Lunar or Chinese New Year was being celebrated in the Philippines for the longest time. It was just this year that it was declared a non-working holiday by Pnoy. It used to be only the Chinese school students and employees of some Chinese businesses who enjoyed a day without classes or work, respectively. I seem to recollect that New Year’s day usually falls on a day in February. It’s becoming earlier and earlier each year, like the Holy Week.
I use Instagram
These elements are always present in this Chinese holiday celebrated in the country:
- Tikoy (glutinous rice cake)
- Dragon (and lion) dance
- Ang Pao (red envelope containing money)
- Feng Shui stuff and charms
- Color red
- Chinese food
I had wanted to go to Chinatown in Binondo where the action was (like @mymomfriday did), but the children are still too little to be placed amid super crowded places. So, we just went to visit Rix’s mom at Holy Cross, bought my breast pump at the mall, and had lunch at President Tea House. The diners were given free tikoy upon paying.

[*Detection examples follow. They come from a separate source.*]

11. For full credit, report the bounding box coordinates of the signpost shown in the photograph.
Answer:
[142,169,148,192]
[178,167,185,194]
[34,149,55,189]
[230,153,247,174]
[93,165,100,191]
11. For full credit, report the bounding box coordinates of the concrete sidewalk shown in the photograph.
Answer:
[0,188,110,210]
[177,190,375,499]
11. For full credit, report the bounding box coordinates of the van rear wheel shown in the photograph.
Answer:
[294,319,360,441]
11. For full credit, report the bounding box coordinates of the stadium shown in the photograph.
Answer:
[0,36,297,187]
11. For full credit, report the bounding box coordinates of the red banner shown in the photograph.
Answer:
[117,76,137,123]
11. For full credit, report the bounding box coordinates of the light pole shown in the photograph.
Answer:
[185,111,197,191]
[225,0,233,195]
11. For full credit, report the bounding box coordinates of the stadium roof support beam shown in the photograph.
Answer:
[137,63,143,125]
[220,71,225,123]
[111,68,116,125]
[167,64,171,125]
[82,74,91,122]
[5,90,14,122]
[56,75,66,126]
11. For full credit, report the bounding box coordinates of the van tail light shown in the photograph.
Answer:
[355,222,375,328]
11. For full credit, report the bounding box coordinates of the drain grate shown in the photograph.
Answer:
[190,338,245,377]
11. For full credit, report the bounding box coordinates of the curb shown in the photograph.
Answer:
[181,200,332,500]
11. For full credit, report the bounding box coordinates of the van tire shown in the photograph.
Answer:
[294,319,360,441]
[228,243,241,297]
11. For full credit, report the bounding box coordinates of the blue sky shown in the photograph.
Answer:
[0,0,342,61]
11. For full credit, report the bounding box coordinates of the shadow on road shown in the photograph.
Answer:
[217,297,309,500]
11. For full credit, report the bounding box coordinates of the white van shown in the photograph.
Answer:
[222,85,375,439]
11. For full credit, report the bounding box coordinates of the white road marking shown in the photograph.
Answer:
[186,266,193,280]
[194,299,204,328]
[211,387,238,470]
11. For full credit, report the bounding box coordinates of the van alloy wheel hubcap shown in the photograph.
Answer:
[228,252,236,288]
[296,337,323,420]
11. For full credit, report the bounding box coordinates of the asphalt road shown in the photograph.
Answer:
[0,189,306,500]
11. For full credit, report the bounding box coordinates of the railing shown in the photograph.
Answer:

I had always thought of Chinese New Year as a second time to start anew, to write those resolutions and goals if you haven’t yet.
This year is the year of the dragon and I’ll bet that many babies, Chinese or not, will be born. In fact, there are two popular bloggers who are already pregnant!
It’s also another excuse for family and friends to get together and that’s what my side of the family did on new year’s eve. We had a simple dinner at my parents’ place. Afterwards, we just talked about anything while the kids played together. Ah, such a nice feeling!